Properties: - cdf (pd.DataFrame): Character dataframe with each padded text character as a row - doctext (dk_doc.Text): The document text wrapper - text_col (str): Name of the cdf column holding text characters - text (str): The text string - text_id (Any): The ID of the text

Example:

from dataknobs_xization import masking_tokenizer
from dataknobs_structures import document as dk_doc

# Create text document
text_doc = dk_doc.Text("Hello, World! 👋", text_id="greeting")

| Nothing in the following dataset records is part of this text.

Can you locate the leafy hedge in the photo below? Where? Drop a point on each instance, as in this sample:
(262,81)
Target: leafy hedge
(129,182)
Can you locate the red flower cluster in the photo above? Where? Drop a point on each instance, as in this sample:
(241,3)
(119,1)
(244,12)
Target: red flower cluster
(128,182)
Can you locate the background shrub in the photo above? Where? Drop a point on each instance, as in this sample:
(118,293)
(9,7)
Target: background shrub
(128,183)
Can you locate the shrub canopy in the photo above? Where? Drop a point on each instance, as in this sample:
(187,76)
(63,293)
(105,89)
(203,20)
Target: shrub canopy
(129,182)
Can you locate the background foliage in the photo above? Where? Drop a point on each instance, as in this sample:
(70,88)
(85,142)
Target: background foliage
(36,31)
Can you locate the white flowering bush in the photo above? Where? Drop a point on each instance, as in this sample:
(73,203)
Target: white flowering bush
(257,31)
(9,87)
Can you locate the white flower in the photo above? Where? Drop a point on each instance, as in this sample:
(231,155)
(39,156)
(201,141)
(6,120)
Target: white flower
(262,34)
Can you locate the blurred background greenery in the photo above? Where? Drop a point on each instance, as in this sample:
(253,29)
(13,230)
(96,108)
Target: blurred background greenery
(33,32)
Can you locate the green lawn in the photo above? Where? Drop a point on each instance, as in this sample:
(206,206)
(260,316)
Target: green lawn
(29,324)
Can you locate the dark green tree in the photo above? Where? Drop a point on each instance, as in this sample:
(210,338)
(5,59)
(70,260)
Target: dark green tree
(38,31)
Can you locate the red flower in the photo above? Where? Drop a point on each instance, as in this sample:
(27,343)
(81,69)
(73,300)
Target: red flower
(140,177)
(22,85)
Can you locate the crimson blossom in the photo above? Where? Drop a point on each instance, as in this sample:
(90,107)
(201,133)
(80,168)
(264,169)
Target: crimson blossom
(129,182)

# Create character features (concrete implementation needed)
class SimpleCharFeatures(masking_tokenizer.CharacterFeatures):
    @property
    def cdf(self):
        import pandas as pd
        chars = list(self.text)
        return pd.DataFrame({
            self.text_col: chars,
            'position': range(len(chars)),
            'is_alpha': [c.isalpha() for c in chars],
            'is_digit': [c.isdigit() for c in chars]
        })

features = SimpleCharFeatures(text_doc)
print(f"Text: {features.text}")
print(f"Text ID: {features.text_id}")
print(features.cdf.head())

TextFeatures

class TextFeatures

Class for analyzing text-level features and patterns.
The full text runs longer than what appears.